Tra le parole chiave per “connettere l’Italia”, troviamo lo sviluppo della mobilità urbana sostenibile e della ciclabilità urbana.

Insieme all’alta velocità, si è progettato anche in termini di “mobilità dolce”, con lo sviluppo delle ciclovie, delle ferrovie turistiche su linee in disuso o in corso di dismissione situate in zone di particolare pregio naturalistico, storico, culturale e dei cammini nazionali.

 

Il piano prevede inoltre il rinnovo di tutto il parco autobus italiano per un’azione reale di potenziamento e incentivo del trasporto pubblico locale.

 

Ciclovie per l’Italia che pedala

Per le ciclovie, il governo ha previsto fino al 2024 oltre 300 milioni di euro di investimenti, che diventano 700 milioni con i cofinanziamenti.

 

Le prime quattro ciclovie turistiche previste:

  1. Ciclovia del Sole, Bologna-Firenze: il costo stimato è di 61,65 milioni di euro, mentre per il progetto di fattibilità tecnica ed economica sono stati stanziati 1,06 milioni di euro;

 

  1. Ciclovia Vento, Venezia-Torino: il costo stimato è di 129,70 milioni di euro, sono state assegnate risorse per 2,75 milioni di euro per il piano di fattibilità;

 

  1. Ciclovia dell’Acquedotto Pugliese: la stima per la sua realizzazione è di 106,51 milioni di euro, mentre le risorse assegnate per il progetto di fattibilità tecnica ed economica sono pari a 814 mila euro;

 

  1. Grab, Grande raccordo anulare delle bici: il costo stimato per questa ciclovia di Roma è di 14,88 milioni di euro e le risorse attribuite per il progetto di fattibilità tecnica ed economica ammontano a 146 mila euro.

 

Sistema dei porti: Riforma della Portualità e della Logistica

Per l’Italia, una penisola nel Mediterraneo, il sistema portuale è strategico sotto ogni punto di vista.
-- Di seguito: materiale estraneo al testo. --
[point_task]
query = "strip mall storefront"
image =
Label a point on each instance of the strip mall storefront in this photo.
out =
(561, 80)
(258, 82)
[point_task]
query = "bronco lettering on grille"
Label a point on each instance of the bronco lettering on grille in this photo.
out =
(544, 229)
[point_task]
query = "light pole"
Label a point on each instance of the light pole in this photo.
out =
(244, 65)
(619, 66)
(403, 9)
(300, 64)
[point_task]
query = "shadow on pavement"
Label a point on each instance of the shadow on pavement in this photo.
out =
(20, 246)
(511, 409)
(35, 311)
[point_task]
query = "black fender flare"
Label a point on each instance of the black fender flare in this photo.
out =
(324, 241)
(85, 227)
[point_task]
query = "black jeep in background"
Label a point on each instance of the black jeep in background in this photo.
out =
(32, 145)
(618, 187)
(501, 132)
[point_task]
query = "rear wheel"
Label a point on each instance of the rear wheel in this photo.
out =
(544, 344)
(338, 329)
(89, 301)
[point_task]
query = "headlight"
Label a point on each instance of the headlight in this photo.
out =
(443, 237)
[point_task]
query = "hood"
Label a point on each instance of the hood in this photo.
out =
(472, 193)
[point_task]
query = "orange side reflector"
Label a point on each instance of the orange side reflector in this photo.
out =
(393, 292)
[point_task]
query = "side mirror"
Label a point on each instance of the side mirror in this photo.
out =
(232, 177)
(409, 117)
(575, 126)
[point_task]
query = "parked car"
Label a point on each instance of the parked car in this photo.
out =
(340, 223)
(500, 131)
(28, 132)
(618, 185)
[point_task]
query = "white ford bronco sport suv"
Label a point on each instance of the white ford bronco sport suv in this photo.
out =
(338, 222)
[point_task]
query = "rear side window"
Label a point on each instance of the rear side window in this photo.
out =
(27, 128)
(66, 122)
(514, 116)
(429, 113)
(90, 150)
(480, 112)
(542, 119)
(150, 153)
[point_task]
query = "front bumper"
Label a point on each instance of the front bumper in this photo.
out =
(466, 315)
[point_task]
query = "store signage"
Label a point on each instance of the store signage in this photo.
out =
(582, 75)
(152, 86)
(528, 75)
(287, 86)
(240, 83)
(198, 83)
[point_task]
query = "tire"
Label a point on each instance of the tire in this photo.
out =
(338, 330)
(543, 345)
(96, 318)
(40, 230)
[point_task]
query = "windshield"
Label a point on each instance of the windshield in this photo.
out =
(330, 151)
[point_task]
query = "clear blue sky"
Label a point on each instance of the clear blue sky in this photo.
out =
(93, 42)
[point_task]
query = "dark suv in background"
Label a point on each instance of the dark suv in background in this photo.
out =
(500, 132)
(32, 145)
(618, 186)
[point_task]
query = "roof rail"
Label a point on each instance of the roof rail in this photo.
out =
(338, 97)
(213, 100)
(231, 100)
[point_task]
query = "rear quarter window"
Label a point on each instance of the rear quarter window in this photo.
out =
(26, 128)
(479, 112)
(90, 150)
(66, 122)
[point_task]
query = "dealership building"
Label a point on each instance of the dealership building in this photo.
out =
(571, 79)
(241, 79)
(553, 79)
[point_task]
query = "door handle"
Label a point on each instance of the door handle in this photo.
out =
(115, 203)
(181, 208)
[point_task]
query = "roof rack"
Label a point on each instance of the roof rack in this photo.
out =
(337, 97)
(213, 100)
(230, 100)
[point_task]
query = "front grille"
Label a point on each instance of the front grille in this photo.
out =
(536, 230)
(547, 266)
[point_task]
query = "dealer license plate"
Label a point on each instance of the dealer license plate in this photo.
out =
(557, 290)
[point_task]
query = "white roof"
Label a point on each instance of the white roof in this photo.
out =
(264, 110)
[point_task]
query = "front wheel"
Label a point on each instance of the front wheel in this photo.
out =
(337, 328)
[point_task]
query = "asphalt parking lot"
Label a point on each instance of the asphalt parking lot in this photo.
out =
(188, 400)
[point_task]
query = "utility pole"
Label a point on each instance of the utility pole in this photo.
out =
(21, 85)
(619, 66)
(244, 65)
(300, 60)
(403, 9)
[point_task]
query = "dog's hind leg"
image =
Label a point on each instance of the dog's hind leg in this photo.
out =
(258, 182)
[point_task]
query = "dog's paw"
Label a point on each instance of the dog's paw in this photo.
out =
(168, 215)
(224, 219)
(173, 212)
La Riforma della Portualità e della Logistica ha dato vita a un sistema portuale nazionale riorganizzato, con meno burocrazia e più efficienza.

 

I 58 principali porti italiani riorganizzati in 15 nuove Autorità di Sistema Portuale

I 58 principali porti italiani sono stati riorganizzati e riuniti in 15 nuove Autorità di Sistema Portuale, cui è affidato un ruolo strategico di indirizzo, programmazione e coordinamento del sistema dei porti della propria area.

 

Le Autorità sono i nodi di una rete logistica che integra trasporto marittimo, terrestre e aereo, in continuità con i Corridoi TEN-T che collegano l’Italia all’Europa, dal Baltico all’Atlantico, e alle reti del Mediterraneo.

Inoltre gestiscono anche la realizzazione delle nuove opere infrastrutturali, grazie ad investimenti di 450 milioni di euro l’anno.

 

Si riparte dal Sud

Programma di investimento infrastrutturale per il Mezzogiorno pari a 49 miliardi di euro, di cui 36 miliardi già disponibili.

L’obiettivo è l’internazionalizzazione del Mezzogiorno e il suo organico inserimento nella rete dei corridoi transeuropei.

 

Tra il 2014 e il 2017 il trasporto passeggeri e merci è aumentato nel Sud ad una velocità maggiore rispetto alla crescita del Pil. Inoltre, il numero di passeggeri che sono transitati negli aeroporti del Sud è aumentato del circa il 20% rispetto al 16% della media nazionale.

Il segno positivo va posto anche accanto al trasporto passeggeri via mare: +9.4% rispetto a +8.5%  della media nazionale.